Formal Opinion 119
(1963)
Real Estate Transaction

The following inquiry has been referred to the Committee:

"We would appreciate your opinion as to the duty of an attorney whose client asks advice regarding a real estate transaction which is being closed in the office of an escrow company, title insurance company or real estate broker. The client is a buyer or seller and has already signed an earnest money agreement, without first asking your advice, committing him to close the sale in the office of’ say, the X Escrow Company. An employee of the company, not an independent attorney, has prepared a contract deed or mortgage, and the client has been asked to sign. He wants to know whether ‘everything is all right.’"

"Assuming that the escrow company has illegally engaged in the practice of law in preparing the documents, can you, as an attorney, help your client, or should you wash your hands of the whole matter advising him that you cannot be a party to an illegal transaction?

"If the foregoing is not your duty, can you ethically advise your client regarding the legal effect of the documents which he has been asked to sign?

"Suppose that you discover an error in one of the documents. May you then discuss it with the non-lawyer employee of the escrow company who is responsible?

"To put the matter broadly, to what extent and in what ways may a lawyer deal with an unlicensed person who is illegally practicing law, or with the product of his illegal practice?"

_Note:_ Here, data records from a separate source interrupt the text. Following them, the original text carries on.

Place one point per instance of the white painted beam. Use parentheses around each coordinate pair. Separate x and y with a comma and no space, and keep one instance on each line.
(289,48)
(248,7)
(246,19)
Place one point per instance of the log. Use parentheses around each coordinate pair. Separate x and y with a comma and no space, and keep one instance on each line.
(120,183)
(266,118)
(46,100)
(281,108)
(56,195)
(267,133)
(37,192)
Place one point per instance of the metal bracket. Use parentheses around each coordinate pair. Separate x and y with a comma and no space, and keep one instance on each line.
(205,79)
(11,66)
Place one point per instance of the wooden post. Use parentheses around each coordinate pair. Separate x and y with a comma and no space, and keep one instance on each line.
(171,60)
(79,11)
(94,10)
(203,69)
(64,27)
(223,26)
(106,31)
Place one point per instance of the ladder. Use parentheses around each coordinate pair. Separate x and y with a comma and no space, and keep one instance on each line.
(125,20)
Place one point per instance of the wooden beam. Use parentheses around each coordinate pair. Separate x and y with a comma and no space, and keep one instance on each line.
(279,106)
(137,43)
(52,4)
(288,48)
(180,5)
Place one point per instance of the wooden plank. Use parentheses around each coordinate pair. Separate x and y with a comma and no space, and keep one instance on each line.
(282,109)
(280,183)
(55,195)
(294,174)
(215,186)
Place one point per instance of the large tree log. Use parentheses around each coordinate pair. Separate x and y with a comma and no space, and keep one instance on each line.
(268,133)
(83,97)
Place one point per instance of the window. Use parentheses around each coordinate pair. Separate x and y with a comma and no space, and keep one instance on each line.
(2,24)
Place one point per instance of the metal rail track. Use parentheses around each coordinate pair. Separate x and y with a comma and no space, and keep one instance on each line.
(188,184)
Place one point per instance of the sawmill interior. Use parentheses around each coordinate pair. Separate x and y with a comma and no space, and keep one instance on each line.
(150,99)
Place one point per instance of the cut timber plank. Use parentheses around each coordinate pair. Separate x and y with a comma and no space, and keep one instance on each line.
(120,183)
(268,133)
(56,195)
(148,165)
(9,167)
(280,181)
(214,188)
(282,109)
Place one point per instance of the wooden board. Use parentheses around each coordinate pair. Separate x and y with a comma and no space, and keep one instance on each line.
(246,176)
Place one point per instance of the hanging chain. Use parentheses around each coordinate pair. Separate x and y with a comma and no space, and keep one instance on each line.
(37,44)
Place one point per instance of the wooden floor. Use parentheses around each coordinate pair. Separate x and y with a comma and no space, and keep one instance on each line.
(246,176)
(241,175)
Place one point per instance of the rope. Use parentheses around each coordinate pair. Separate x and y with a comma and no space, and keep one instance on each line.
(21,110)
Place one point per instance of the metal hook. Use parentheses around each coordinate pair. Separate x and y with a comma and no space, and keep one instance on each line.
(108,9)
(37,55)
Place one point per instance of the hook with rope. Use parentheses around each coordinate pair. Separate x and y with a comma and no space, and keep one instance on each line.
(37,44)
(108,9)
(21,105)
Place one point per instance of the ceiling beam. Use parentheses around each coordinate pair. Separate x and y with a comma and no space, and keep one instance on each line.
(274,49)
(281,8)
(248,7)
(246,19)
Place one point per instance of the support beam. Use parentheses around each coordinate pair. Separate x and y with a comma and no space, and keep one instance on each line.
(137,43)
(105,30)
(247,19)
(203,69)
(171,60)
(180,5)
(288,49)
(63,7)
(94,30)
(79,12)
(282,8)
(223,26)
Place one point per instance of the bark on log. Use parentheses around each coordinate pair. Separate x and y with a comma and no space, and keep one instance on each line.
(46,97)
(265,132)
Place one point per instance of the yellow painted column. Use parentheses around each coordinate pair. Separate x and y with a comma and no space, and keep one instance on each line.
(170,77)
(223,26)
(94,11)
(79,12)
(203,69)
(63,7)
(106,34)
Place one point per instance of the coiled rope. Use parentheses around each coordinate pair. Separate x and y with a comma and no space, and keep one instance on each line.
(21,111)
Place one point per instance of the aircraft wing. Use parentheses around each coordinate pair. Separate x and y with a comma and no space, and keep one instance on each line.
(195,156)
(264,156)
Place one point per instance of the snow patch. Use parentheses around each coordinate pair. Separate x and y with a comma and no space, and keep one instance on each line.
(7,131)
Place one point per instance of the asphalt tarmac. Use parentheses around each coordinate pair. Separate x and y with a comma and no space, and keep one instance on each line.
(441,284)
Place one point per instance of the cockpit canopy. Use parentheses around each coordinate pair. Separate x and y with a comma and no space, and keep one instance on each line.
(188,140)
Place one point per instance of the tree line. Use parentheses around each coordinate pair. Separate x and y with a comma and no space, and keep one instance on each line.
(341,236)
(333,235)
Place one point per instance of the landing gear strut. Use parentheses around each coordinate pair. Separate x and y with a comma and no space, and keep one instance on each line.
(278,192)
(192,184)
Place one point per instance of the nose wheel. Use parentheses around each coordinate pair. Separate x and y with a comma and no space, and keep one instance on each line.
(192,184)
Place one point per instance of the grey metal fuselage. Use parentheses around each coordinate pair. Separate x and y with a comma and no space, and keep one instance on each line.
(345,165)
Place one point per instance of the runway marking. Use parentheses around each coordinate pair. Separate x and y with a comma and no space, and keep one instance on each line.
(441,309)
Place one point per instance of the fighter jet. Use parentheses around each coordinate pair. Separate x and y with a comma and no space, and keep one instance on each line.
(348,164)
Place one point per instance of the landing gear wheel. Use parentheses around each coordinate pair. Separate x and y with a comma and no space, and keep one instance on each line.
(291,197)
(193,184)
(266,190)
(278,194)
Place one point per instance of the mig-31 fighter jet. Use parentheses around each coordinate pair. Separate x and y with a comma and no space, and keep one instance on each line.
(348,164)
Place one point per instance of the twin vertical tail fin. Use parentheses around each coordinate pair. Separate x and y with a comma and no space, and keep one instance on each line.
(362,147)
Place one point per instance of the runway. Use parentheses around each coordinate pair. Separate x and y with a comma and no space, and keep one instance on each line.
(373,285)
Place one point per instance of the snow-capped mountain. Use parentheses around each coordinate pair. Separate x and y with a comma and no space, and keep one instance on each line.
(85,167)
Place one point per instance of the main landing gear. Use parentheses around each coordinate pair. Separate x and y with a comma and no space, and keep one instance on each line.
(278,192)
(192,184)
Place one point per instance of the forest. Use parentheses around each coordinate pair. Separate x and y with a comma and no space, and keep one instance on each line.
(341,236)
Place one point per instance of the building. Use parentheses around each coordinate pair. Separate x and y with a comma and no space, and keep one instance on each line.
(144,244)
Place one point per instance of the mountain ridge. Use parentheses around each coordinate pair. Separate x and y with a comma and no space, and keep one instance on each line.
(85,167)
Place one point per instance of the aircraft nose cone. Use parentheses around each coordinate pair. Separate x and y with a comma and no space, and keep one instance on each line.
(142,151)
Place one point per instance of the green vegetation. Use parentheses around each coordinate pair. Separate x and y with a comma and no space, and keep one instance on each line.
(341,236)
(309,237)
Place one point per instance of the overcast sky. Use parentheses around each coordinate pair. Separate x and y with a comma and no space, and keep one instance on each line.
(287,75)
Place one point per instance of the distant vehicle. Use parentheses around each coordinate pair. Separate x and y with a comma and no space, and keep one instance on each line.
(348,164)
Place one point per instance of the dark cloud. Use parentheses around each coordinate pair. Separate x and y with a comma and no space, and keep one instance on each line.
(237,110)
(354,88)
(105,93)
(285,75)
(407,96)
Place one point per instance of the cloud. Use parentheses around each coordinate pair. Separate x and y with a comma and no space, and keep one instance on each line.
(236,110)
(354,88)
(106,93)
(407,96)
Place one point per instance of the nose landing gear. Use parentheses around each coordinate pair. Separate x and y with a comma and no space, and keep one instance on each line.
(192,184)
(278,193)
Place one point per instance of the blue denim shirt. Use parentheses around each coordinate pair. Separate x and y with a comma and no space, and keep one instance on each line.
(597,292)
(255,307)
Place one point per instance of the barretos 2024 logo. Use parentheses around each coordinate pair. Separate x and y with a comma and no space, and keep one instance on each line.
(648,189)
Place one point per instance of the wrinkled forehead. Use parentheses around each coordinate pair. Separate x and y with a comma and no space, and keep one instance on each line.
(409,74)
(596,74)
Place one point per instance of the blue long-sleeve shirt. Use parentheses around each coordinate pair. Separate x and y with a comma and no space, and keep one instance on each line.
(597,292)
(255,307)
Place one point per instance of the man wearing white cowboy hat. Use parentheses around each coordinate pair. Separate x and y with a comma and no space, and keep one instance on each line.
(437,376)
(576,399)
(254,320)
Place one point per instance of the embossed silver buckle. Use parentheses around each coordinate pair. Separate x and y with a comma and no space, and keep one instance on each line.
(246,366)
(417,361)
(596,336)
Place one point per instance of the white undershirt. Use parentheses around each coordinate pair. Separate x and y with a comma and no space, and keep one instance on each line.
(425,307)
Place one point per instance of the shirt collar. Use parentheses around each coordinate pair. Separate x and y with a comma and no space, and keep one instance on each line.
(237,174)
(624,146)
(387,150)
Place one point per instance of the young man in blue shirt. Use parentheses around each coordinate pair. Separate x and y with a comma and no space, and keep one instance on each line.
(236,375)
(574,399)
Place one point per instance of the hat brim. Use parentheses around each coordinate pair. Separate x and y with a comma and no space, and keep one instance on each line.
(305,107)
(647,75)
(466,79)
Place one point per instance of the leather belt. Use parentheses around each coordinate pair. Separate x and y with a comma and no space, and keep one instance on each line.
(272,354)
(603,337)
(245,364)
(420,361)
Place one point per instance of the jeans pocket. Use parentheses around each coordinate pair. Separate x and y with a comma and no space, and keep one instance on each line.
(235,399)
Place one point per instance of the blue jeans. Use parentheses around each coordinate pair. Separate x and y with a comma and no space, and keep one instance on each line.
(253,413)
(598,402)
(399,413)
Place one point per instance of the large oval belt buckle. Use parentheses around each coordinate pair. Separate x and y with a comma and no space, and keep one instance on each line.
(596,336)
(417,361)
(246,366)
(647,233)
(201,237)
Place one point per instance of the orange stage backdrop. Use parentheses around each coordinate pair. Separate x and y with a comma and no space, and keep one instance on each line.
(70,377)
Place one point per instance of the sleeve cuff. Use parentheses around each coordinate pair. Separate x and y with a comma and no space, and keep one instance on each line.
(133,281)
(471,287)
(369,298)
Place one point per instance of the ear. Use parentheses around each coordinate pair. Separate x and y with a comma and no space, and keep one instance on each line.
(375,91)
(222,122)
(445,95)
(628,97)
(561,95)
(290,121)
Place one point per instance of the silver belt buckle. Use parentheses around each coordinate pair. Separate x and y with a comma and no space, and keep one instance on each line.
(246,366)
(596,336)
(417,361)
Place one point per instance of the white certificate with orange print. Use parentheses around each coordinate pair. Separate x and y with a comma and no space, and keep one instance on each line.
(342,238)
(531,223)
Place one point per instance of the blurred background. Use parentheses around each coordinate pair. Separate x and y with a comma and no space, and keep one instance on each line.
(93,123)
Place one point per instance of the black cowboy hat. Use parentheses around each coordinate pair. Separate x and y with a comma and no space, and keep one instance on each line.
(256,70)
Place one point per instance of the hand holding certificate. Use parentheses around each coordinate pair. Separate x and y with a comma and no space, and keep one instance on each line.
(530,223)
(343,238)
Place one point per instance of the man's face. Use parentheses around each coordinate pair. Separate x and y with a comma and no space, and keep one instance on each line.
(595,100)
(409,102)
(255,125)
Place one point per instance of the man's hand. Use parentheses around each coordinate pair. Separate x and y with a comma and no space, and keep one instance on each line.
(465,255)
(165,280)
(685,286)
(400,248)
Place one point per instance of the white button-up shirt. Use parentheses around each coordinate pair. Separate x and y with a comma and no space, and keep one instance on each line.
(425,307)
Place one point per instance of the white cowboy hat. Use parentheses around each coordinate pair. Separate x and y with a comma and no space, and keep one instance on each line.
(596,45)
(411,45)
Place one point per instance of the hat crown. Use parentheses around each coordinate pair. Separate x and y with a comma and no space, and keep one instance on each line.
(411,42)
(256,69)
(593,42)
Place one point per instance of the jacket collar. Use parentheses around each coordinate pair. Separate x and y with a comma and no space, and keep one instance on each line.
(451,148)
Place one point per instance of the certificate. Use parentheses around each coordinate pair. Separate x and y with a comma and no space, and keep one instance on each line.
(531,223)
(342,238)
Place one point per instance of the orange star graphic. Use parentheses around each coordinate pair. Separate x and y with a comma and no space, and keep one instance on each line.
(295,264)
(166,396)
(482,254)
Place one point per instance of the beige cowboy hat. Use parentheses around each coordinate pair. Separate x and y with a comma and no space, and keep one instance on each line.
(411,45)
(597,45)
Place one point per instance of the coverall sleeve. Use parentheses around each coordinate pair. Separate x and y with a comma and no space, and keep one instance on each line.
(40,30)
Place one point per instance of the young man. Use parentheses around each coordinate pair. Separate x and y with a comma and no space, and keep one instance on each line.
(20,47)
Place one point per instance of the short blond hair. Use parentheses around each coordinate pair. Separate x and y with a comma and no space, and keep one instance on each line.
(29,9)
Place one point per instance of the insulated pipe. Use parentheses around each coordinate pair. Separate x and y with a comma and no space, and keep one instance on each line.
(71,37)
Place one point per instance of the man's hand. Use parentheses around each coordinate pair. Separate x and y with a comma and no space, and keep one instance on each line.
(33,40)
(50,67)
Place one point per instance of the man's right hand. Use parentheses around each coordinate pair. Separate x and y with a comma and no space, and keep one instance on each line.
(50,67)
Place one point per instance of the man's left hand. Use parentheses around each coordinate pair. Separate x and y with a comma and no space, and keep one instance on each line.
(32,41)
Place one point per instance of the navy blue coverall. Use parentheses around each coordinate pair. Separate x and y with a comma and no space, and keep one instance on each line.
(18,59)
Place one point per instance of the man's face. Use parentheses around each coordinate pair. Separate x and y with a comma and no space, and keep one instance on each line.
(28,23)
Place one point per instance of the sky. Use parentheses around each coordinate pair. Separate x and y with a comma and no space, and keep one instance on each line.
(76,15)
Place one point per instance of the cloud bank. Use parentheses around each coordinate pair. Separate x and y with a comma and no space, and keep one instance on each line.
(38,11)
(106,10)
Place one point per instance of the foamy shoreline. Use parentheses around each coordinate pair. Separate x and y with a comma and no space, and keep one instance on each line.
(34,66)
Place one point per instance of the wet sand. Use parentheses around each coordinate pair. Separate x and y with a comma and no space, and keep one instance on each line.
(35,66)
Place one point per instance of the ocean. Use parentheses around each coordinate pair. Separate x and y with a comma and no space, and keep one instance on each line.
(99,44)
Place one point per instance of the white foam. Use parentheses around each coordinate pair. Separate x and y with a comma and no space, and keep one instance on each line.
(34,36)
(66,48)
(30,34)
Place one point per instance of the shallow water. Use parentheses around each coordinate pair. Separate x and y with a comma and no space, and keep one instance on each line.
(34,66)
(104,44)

It is the opinion of the Committee that the question should be answered as follows:

1. That the attorney in the performance of his duty may approve or disapprove any document submitted to him by his client regardless of who may have drafted the document.

2. That it is not the duty of an attorney to wash his hands of the matter and that approval or disapproval of the instruments does not make the attorney a party to an illegal transaction.

3. That an attorney may discuss errors in a document submitted to him for examination with anyone involved, attorney or non-attorney.

4. That it is the duty of an attorney to cooperate with the Committee on Unauthorized Practice of Law and not to be a party to such unauthorized practice; this however does not require the attorney to abstain from advising his client or limit him in the exercise thereof.